There are more practical causes as well, according to Barb Dehn, R.N., nurse practitioner and a member of HealthyWomen’s Women’s Health Advisory Council. “I don’t think any healthcare provider goes into the profession thinking they will dismiss or minimize their patients,” she said.
But, Dehn said, many HCPs have just 15 to 20 minutes with each patient, not enough time for in-depth interactions — and listening takes time.
Lack of diversity in research and training hurts women
A lack of data on women’s health is another factor that may lead HCPs to dismiss women’s symptoms.
“Most medical research and training is on men,” Gishizky said. “Society is just now shifting the focus to include sex and gender studies, and that a ‘one-size-fits-all’ database is inadequate.”
Lack of diversity in clinical trials also extends to race, which may help explain extensive evidence that women of color are often less likely than others to be diagnosed with or treated for legitimate medical conditions.

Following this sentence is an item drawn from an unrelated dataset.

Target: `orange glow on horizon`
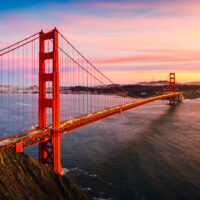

A recent survey from the Pew Research Center found that 71% of Black women ages 18 to 49 said they have had at least one bad healthcare experience, such as feeling an HCP didn’t take their pain or women’s health concerns seriously, compared to 58% of all adults.
“It’s no secret that women of color endure greater hardship as they encounter combined prejudices and unfair treatment because of who they are,” Leitich said. “The [lack of access] to high-quality healthcare facilities, elevated rates of maternal death, reduced rates of preventive care and exceptional health complications related to their ethnicity escalate the likelihood of insufficient medical care, leading to more erroneous diagnoses.”
Dehn said that HCPs’ own biases and lack of cultural understanding can also get in the way.
“It’s not just about reading the literature when it comes to the most common types of symptoms reported,” she said. “It’s also about understanding the different ways people narrate their illnesses.”
Leitich said improving the healthcare system starts with more diversity in leadership roles. We also need more support for women’s health conditions and resources to address the health disparities among women of color.
What to do if your doctor dismisses you
If you don’t feel like you’re being heard or taken seriously, it’s important to know that you can advocate for yourself. That can be easier said than done, especially if your doctor ignores your pain or can’t diagnose you. But experts urge women to take charge of their health.
“It is important to trust your instincts,” Gishizky said. “If you feel something is wrong and you’re not being heard, speak up. Be persistent. If you still feel dismissed, find a new provider or a second opinion.”
As a younger woman, Thomas didn’t fully understand or know how to exercise her rights, but her early negative healthcare experience still influences her today.
“I’ve learned and grown from that experience — although it took me years — that I must always stand up for what I believe no matter what a doctor tells me,” she said. “Medical providers can do wonders, but we must also do our part in pushing back and gathering multiple opinions and options.”